Pasábamos el tiempo explorando bajo las rocas y observando con interés a los chanchitos de tierra, viendo cómo estos se enroscaban; a las chinitas con su manía de caminar siempre hacia arriba; o las cuncunas con su textura y distintos colores. Recuerdo que sentíamos gran curiosidad al ver la cola de las lagartijas moviéndose una vez que ésta se desprendía, y el asombro que nos llevamos al descubrir un nido de perdiz con esos huevos que parecían de loza. Desde pequeño escuché a mi padre hablar sobre el cuidado de ciertos animalitos benéficos, como las chinitas, lechuzas, y sobre todo nos insistía en que no cazáramos lagartijas.

Uno de los lugares favoritos de mi casa era el sector del patio donde se encontraba la planta de cedrón. Me encantaba su aroma, y el saber que lo había plantado mi abuela paterna que no alcancé a conocer, me hacía sentir estar conectado con ella.

A mi madre siempre le gustó tener su huerta con pimentones, tomates y albahaca, transformándose en un lugar de atracción indiscutido para los visitantes o amigos que iban a nuestra casa, llevándose consigo cajones de lo que ellos mismos cosechaban. Ella junto a mi abuela nos preparaba dulce con los membrillos que cortábamos junto a mis hermanos, miel de melón y jamás faltó la chicha de uva.

Nunca nos faltaron frutas, ni verduras, ni hortalizas que comer, ya que todos los vecinos compartían de su cosecha.

Siempre me gustó observar las estrellas, por lo que intentaba buscar un lugar sin contaminación lumínica para verlas mejor. Una calurosa noche de verano invité a mi hermano menor para que me acompañara. Nos dirigimos a un potrero de alfalfa, ubicado a un costado de la casa, y nos recostamos en un lugar donde ésta ya se había segado para los caballos. Todo estaba muy tranquilo, sólo iluminado por las estrellas. Nos encontrábamos envueltos por el aroma de la alfalfa, por su humedad y frescor, acompañados por un gran coro de grillos. Fue un momento muy especial. No recuerdo cuánto tiempo estuvimos en aquel lugar pero sí recuerdo la paz y tranquilidad que sentíamos. Ambos nos mantuvimos en silencio. Recuerdo que oré y di las gracias por aquel momento.

Cuando nos fuimos, noté el rostro de mi hermano muy sereno y relajado. Imagino que el mío se veía igual. Yo quería mucho a mi hermano, pero siempre discutíamos por cualquier cosa. Aquel episodio fue significativo para ambos, ya que desde ese día nos llevamos mucho mejor y las peleas se acabaron.

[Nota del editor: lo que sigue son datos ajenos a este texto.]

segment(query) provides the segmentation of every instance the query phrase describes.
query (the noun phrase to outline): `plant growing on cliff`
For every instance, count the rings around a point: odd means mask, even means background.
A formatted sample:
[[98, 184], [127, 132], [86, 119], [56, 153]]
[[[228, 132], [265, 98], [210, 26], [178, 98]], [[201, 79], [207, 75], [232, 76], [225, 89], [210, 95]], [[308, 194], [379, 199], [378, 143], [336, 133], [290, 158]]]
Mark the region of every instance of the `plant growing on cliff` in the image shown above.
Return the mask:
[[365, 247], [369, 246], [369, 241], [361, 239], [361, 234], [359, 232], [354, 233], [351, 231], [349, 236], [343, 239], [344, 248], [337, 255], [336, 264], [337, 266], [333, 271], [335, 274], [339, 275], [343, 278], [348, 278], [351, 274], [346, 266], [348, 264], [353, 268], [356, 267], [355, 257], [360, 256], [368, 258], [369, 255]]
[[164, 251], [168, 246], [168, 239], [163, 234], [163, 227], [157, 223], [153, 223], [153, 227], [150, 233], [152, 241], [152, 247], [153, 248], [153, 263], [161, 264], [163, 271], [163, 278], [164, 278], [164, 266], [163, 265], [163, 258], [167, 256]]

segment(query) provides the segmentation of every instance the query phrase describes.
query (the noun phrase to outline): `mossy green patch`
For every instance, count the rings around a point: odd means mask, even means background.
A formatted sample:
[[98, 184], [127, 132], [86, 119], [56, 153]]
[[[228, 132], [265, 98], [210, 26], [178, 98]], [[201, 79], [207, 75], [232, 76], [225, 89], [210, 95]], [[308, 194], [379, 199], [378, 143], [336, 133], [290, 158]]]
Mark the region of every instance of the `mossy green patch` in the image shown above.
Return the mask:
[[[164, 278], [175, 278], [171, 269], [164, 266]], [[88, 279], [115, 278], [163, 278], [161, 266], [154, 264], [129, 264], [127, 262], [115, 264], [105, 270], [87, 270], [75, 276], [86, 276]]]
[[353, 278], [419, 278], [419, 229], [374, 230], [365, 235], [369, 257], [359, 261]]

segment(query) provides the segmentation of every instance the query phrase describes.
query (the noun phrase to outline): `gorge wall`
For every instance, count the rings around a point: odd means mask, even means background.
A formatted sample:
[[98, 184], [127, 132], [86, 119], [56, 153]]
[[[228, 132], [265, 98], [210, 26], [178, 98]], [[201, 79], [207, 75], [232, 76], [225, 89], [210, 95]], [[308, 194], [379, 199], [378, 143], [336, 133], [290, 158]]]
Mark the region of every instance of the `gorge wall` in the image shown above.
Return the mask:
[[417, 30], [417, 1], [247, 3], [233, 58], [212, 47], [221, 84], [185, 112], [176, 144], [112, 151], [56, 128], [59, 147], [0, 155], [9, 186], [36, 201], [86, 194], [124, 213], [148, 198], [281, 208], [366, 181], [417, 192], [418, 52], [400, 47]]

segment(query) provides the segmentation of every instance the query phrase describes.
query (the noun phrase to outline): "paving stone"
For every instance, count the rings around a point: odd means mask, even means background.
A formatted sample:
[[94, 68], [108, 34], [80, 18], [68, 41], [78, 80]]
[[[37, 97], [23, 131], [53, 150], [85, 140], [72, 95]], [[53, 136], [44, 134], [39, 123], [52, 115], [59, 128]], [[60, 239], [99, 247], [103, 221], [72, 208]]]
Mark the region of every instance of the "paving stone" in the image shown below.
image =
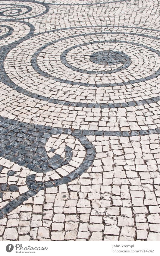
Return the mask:
[[2, 2], [0, 239], [159, 241], [159, 3]]

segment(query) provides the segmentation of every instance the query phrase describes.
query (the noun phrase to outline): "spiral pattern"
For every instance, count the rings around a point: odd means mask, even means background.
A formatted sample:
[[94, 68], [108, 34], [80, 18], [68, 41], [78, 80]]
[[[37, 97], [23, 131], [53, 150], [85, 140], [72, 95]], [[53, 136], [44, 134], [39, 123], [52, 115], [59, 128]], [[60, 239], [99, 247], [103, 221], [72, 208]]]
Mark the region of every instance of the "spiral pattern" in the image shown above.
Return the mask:
[[0, 1], [1, 240], [159, 240], [159, 6]]

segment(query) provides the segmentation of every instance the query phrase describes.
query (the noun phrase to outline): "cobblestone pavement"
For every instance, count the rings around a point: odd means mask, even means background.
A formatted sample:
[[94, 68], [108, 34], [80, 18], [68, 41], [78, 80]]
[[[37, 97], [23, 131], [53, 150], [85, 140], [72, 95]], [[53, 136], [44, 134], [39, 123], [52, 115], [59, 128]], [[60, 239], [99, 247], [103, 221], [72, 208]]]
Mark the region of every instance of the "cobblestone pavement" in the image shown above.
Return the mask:
[[160, 241], [159, 11], [0, 1], [1, 241]]

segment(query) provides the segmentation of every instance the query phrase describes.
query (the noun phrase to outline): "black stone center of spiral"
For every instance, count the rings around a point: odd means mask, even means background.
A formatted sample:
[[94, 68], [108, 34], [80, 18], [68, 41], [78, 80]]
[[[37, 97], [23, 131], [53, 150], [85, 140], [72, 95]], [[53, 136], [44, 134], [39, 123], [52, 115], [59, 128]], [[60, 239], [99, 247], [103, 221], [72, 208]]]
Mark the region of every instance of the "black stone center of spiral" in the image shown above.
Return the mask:
[[95, 52], [90, 56], [90, 59], [93, 63], [101, 65], [111, 65], [118, 64], [129, 65], [131, 59], [125, 53], [115, 51], [102, 51]]

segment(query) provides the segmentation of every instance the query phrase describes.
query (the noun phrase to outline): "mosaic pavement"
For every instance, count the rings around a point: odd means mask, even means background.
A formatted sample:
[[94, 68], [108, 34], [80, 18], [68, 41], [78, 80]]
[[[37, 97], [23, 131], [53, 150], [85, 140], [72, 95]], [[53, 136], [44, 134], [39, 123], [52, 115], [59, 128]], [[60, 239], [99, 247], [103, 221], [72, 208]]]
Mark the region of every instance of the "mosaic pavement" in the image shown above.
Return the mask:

Existen situaciones que para uno son comunes, o estamos tan acostumbrados a ellas que no valoramos su esencia. Así me lo hizo recordar Andrea, mi polola. Ella estaba fascinada cuando fuimos a recoger huevos de entre la paja donde habían puesto las gallinas. No podía creer que los huevos se recogieran desde la tierra, o nido, sin tener la necesidad de ir a un negocio. O el asombro que he visto en amigos provenientes de la ciudad, similar al que se llevaría un niño pequeño, al ver pollitos recién nacidos. Sin ir más lejos, en el año 2009 realicé una de mis prácticas profesionales en la Mutual de Seguridad de Quilicura. El lugar dónde atendíamos a los pacientes era un pequeño gimnasio implementado con lo necesario para entregar una buena atención, sin embargo era un espacio cerrado, frío. Las pocas ventanas que existían no permitían ver hacia el exterior, y estaba todo iluminado con luz artificial. Lo único verde era una planta mal cuidada ubicada en un macetero sobre una mesa. Un día se me ocurrió enterrar junto a la planta unos porotos negros, utilizados en la rehabilitación de manos, sin saber el efecto que causaría. Cuando estos germinaron y comenzaron a crecer, el asombro, tanto de pacientes como de otros kinesiólogos, era mayor. Todos se sentían muy involucrados con aquella plantita, la observaban y cuidaban. Se transformó en el centro de atención del gimnasio. Incluso al terminar mi período de práctica en aquel lugar me prometieron seguir cuidando de ella.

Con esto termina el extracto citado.